Good for you!! You are such an awesome mom. Now you'll be a better-rested, lower-stress, happier awesome mom.

I'm happy for you.

Cathy-Cate said...

Hon:

You needed just that:
Someone to sit with you, watch you and help you get the big picture.

Whyever it didn't work out for you and the little guy this time to continue breastfeeding, he got a great start, including that important colostrum and you know you gave it your all.

Now you can get a normal amount of rest for a mom of a newborn, try to recover a bit from your major surgery, and let go of the guilty.

Yay, Cece and her menfolk!
Take care!

Geohde said...

Enjoy your baby. It's not such a big deal if you don't BF, although that's politically incorrect to say.
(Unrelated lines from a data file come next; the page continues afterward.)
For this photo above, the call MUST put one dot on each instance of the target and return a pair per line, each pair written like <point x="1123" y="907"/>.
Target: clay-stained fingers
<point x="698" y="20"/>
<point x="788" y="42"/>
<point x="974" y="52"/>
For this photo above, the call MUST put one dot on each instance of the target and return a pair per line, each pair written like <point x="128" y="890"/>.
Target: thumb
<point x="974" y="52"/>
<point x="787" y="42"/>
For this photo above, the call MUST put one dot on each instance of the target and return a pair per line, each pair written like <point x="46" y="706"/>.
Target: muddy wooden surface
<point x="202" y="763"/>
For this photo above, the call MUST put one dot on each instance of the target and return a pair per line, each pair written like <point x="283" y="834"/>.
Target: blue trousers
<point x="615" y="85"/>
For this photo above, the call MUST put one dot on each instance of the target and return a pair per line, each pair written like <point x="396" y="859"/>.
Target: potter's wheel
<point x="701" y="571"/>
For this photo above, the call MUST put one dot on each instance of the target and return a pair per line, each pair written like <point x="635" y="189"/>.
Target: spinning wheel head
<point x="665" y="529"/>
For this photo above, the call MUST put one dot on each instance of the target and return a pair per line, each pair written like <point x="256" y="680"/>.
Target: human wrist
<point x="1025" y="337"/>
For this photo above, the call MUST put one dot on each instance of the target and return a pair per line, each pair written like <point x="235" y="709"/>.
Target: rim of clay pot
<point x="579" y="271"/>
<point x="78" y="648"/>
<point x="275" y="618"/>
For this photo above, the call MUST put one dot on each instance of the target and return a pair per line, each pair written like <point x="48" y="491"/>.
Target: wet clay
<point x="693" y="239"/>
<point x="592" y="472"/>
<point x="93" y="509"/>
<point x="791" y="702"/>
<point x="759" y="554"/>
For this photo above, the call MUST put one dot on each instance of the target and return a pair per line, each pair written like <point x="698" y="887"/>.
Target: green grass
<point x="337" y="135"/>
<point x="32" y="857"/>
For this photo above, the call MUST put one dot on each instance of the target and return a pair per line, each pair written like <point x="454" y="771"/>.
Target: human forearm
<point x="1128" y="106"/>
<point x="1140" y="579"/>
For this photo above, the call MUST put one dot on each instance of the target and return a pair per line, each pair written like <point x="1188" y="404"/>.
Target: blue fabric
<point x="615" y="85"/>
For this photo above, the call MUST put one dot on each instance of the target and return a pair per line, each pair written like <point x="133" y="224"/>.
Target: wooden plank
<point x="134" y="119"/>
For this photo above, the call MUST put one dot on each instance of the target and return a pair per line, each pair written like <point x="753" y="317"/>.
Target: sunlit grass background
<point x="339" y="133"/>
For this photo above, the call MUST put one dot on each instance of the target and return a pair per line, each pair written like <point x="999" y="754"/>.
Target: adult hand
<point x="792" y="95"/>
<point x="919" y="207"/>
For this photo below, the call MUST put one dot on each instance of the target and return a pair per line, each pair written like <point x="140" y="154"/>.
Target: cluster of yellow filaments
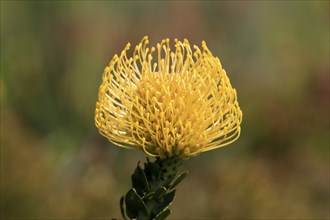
<point x="180" y="104"/>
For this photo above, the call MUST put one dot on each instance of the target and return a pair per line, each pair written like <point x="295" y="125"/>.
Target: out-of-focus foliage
<point x="54" y="164"/>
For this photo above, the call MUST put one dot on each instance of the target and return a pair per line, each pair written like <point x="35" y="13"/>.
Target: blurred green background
<point x="55" y="165"/>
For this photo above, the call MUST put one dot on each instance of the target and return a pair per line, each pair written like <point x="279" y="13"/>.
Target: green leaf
<point x="160" y="193"/>
<point x="152" y="170"/>
<point x="139" y="180"/>
<point x="122" y="207"/>
<point x="134" y="204"/>
<point x="162" y="215"/>
<point x="166" y="202"/>
<point x="148" y="196"/>
<point x="179" y="179"/>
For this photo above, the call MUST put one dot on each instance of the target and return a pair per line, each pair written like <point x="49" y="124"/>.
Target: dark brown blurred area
<point x="55" y="165"/>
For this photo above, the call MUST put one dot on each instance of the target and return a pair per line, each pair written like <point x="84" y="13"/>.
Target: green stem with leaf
<point x="152" y="189"/>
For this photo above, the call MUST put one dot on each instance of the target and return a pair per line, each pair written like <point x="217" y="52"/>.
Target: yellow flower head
<point x="179" y="104"/>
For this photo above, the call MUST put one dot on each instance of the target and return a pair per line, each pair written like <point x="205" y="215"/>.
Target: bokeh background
<point x="55" y="165"/>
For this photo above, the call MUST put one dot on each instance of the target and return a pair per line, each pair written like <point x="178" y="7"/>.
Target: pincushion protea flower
<point x="179" y="104"/>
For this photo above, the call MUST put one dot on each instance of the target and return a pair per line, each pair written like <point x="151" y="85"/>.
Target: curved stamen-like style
<point x="180" y="104"/>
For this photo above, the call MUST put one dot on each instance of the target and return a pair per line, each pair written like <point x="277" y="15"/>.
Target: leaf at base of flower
<point x="139" y="181"/>
<point x="178" y="179"/>
<point x="168" y="198"/>
<point x="135" y="204"/>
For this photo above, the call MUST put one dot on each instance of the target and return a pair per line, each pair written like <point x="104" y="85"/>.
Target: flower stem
<point x="152" y="189"/>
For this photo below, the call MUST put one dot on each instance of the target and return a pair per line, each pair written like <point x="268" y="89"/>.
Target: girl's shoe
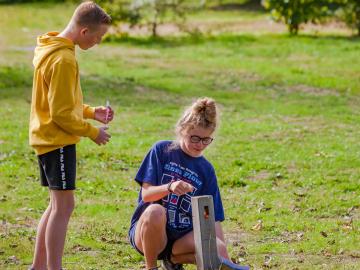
<point x="168" y="265"/>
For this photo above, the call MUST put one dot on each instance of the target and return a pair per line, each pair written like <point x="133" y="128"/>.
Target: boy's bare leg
<point x="183" y="251"/>
<point x="62" y="205"/>
<point x="150" y="234"/>
<point x="39" y="262"/>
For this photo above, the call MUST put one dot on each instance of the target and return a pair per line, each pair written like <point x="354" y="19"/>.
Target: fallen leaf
<point x="258" y="226"/>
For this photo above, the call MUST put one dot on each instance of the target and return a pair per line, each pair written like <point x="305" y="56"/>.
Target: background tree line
<point x="293" y="13"/>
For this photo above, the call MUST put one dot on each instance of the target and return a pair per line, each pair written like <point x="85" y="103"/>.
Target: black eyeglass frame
<point x="203" y="140"/>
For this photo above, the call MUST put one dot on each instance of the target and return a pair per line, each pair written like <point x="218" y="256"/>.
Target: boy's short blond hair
<point x="89" y="14"/>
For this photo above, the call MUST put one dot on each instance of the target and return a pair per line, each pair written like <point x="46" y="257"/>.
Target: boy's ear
<point x="84" y="31"/>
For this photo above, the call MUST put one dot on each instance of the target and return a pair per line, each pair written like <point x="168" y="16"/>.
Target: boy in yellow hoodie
<point x="57" y="121"/>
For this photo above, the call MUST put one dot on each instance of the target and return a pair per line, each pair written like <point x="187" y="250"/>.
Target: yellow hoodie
<point x="57" y="110"/>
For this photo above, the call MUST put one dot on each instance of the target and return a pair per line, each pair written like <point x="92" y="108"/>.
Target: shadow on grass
<point x="250" y="5"/>
<point x="223" y="39"/>
<point x="172" y="42"/>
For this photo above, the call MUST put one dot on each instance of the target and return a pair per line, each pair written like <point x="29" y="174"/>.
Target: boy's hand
<point x="104" y="114"/>
<point x="103" y="137"/>
<point x="180" y="187"/>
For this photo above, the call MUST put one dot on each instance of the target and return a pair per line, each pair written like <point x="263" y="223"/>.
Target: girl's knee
<point x="154" y="214"/>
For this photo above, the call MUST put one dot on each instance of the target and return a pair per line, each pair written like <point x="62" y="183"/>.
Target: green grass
<point x="286" y="153"/>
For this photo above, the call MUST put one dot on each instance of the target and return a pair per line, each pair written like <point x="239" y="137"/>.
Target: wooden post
<point x="206" y="254"/>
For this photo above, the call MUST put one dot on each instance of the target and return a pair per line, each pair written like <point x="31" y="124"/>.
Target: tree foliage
<point x="296" y="12"/>
<point x="349" y="12"/>
<point x="147" y="12"/>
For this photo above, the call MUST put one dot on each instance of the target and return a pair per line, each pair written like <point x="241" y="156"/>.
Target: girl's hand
<point x="104" y="114"/>
<point x="181" y="187"/>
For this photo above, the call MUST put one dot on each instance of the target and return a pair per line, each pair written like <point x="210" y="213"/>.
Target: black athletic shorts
<point x="58" y="168"/>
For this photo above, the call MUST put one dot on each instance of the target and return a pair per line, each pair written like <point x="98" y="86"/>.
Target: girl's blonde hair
<point x="202" y="113"/>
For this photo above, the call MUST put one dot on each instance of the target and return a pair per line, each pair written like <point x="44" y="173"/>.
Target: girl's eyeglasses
<point x="205" y="140"/>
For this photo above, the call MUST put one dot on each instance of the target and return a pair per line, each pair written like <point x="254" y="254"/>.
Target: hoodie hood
<point x="47" y="44"/>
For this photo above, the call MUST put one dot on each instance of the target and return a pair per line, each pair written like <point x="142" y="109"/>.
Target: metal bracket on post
<point x="206" y="254"/>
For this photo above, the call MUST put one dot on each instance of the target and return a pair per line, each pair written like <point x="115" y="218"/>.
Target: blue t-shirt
<point x="161" y="166"/>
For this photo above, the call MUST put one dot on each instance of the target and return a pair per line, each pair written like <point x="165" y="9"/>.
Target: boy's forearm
<point x="154" y="193"/>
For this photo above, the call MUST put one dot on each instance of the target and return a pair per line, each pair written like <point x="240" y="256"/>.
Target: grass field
<point x="286" y="154"/>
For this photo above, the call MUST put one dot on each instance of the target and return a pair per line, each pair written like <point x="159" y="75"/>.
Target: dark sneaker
<point x="168" y="265"/>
My milk never came in, and I was shattered, but it is what it is...it's not like I decided never to try., We both gave it a good shot,

xx

J

George said...

We had many issues with BFing in the beginning...we ended up having to supplement with formula...and when Jules decided he preferred the ease of a bottle, I tried pumping, but that was a nightmare. In the end we only BF for 3 weeks (with supplementing) and then switched entirely to formula after that. I was sad and felt like a failure (considering most of my friends BF for a least 6 mo with their little ones). I now realize I shouldn't have beat myself up about it...it's not the end of the world. I just focused on my little man, enjoying my time with him, and letting myself stress about other things that were more in my control.

Zephra said...

Great decision. I remember the weight off the chest feeling. Now enjoy your little man.

Anonymous said...

If you want, you can breastfeed for the connection. I worked for a woman who did that, and it made breastfeeding enjoyable because she knew the baby was getting her nuturiont, and they could still have the breast connection.

Rachel said...

I just caught up on your blog today and I am so impressed with how calm you sound. I am in the midst of trying to battle an SNS and it is absolutely a 2-person job at a minimum, and sometimes 3 for us (one to pin the arms, one to adjust the flow, one to get it into her mouth). I am really glad that you have made the decision to spend the time enjoying your son, and I hope that you have a relaxing week after all the hassle of last week.

Ann said...

It's been a while since I caught up here, and when I read about your difficulties breastfeeding, it was like I was reading my own story. Well, sort of. I, too, had major problems. It was a heartbreak to give up completely, but SUCH a relief! My little guy is thriving now. It sucks when our body doesn't work the way we want it to, doesn't it?

amysue said...

I echo what everyone here has said and in the end I really mean it when I say that all sorts of things you obsess on now will be forgotten by you or by Hulk later.

They grow up so fast, it's better you enjoy every moment with as little added stress as possible.